Board Initiative: What’s the Balance?

on in Fundraising

My board leans on me for everything” – an oft-heard lament from executive directors.

It’s logical. Board members, knowing the competence of the executive director, simply assume that dynamic leader will let them know when they’re needed. It’s easier to follow their lead.

But executive directors, juggling a million balls in the air, resent that they’re expected to be in charge of the actions of yet another group of responsible adults.

Yet the opposite complaint is true as well: Beware the runaway decisions made by a board acting on its own without any staff members in the room…


What’s the right balance?

We want board members who take initiative, who think about the needs of the organization in a proactive way, not always waiting for staff to direct them.

But we don’t want board members taking action, say in cash flow management or fundraising appeals, without consulting staff who often have a fuller picture of all the factors at play that might lead to the potential success (or negative consequences) of that action.

For example, staff may know the last time a funder was approached for a cash flow loan, or a major donor’s reaction when asked for a challenge grant – two pieces of history that might well be relevant today.

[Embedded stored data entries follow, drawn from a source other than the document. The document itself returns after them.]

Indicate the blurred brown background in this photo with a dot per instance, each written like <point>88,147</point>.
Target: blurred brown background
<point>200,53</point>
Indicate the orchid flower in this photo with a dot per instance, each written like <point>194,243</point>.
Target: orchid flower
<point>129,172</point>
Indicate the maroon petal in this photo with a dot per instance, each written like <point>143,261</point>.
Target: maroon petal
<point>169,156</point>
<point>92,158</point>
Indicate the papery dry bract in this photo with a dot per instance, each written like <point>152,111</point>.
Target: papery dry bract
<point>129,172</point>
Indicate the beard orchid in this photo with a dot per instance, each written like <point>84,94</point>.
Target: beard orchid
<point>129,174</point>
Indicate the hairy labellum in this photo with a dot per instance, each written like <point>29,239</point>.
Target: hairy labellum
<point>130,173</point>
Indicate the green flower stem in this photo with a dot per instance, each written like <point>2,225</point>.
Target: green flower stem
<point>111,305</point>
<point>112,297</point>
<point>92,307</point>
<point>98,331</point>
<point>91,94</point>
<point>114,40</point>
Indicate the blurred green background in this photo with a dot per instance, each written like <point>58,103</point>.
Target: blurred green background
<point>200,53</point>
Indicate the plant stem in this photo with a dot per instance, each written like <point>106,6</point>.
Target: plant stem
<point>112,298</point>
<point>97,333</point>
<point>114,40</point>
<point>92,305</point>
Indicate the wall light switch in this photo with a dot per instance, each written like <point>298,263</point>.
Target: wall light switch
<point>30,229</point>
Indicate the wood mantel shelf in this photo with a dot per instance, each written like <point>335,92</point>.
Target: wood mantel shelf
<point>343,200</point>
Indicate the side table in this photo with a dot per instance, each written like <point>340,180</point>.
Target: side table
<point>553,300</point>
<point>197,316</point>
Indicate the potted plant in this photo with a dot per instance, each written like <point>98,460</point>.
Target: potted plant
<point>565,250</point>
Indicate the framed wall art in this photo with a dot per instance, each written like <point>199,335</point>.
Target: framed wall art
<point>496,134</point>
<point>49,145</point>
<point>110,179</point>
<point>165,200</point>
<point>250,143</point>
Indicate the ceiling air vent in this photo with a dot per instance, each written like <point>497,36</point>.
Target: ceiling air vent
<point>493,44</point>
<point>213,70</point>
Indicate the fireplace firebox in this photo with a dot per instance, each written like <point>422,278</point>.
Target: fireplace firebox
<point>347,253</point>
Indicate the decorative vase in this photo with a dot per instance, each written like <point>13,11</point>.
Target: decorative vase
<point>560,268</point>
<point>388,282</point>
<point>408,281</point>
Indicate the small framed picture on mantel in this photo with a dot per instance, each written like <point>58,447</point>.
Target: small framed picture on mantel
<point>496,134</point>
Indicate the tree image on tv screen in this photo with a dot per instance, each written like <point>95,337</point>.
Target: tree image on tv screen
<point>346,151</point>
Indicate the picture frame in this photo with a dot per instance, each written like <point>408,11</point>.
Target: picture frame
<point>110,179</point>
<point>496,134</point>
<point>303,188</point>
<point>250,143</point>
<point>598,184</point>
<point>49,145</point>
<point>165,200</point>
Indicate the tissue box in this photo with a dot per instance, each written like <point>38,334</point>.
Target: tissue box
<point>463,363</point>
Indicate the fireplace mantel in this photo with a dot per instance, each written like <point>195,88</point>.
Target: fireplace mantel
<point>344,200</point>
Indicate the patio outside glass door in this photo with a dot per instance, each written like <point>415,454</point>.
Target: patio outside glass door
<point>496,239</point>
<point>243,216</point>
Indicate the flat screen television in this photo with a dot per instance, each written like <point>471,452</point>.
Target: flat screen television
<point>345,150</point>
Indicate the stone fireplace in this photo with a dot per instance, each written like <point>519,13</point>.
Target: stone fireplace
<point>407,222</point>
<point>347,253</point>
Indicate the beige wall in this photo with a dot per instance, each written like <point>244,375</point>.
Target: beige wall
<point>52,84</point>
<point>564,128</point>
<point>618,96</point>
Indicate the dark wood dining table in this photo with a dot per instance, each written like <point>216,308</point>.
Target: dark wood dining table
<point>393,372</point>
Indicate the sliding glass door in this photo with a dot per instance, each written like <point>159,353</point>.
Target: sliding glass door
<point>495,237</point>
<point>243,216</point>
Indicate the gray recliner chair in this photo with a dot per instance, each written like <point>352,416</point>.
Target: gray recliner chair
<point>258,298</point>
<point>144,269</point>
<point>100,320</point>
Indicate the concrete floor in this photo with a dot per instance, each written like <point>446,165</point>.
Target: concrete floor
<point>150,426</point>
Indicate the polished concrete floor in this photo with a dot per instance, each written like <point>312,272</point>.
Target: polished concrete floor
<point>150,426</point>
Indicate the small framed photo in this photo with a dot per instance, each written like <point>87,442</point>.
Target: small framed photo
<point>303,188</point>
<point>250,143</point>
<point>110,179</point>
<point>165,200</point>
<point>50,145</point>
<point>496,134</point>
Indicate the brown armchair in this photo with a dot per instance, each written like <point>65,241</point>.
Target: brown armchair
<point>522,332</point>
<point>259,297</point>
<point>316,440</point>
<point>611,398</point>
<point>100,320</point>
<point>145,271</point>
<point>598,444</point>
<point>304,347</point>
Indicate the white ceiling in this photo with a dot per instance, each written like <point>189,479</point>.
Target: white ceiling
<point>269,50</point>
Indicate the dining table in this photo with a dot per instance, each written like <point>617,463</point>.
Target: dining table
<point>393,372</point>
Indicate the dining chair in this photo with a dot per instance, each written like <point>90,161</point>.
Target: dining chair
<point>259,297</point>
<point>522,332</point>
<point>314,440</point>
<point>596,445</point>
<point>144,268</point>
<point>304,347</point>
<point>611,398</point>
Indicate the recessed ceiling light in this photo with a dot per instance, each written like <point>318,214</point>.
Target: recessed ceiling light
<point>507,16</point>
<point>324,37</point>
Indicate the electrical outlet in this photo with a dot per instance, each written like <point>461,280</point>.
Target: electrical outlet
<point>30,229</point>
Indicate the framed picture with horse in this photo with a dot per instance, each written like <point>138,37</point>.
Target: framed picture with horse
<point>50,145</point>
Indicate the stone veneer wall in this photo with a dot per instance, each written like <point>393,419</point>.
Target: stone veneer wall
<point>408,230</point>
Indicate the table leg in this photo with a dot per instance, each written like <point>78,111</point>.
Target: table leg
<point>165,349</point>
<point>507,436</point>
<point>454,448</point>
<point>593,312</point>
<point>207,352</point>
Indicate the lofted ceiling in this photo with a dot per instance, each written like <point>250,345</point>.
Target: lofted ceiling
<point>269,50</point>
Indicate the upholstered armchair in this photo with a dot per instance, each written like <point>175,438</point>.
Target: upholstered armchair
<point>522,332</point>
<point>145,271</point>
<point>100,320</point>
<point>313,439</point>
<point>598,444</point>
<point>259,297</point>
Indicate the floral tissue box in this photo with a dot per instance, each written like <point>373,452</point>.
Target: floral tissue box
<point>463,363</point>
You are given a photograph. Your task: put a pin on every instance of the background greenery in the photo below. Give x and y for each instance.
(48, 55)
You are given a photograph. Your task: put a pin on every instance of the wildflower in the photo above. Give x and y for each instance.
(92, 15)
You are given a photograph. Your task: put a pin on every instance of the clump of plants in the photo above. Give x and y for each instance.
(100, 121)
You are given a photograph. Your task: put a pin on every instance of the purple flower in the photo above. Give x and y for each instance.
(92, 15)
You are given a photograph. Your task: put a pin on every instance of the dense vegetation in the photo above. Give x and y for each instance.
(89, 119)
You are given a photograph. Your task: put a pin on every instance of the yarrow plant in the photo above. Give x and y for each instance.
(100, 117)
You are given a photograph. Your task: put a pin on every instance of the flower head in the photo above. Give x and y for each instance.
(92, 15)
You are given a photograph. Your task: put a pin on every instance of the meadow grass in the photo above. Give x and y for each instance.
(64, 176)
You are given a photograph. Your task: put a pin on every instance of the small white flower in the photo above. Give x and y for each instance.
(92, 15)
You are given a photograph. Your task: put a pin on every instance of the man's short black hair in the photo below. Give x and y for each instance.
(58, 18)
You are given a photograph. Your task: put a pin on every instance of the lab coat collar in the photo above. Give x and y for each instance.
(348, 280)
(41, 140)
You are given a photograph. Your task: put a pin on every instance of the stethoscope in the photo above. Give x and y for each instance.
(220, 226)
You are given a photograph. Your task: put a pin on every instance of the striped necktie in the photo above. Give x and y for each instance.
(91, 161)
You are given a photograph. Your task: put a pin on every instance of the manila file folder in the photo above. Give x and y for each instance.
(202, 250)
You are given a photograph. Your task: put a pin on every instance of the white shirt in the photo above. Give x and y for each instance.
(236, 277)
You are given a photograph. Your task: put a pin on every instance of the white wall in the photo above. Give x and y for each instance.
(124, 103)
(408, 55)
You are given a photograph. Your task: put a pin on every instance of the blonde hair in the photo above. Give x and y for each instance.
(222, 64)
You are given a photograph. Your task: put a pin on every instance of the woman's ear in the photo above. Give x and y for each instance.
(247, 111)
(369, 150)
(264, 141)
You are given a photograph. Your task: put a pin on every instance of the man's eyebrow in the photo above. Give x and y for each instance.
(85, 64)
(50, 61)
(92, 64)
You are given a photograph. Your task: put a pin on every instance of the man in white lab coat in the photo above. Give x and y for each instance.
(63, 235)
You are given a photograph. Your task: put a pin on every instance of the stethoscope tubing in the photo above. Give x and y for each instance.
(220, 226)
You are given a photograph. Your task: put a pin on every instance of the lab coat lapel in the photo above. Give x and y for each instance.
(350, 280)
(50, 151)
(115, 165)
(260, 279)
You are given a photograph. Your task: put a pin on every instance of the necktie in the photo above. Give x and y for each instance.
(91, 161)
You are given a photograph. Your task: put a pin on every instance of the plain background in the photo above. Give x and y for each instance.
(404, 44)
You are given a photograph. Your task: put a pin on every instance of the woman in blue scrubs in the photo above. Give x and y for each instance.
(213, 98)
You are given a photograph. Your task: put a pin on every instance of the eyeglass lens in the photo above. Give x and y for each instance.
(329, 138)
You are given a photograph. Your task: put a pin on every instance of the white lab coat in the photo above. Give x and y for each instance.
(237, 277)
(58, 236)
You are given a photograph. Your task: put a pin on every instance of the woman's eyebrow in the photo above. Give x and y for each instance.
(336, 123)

It’s a delicate situation – supporting board members to take the lead while guiding them with a realistic portrait of the organization’s opportunities and threats. As staff, you don’t want to appear to be a constant naysayer: “That won’t work, we tried it before.” But you also don’t want board members setting off down a rabbit hole that might actually harm your organization’s reputation.

If staff are in the same room as board members during a board or committee meeting, staff has to figure out when to remain silent so that the dialogue is truly board-driven – and when to speak up to steer that conversation in a productive manner.

The watchword? Infrequent yet powerful. Staff’s voice should be muted during board-to-board dialogue – which makes it that much more influential when they enter the fray.

If staff is just “one of the guys” during a free-for-all discussion – their opinion doesn’t carry more weight. But if staff lets the board carry the conversation and lead the exploration of various options, then when staff does speak up – people will listen.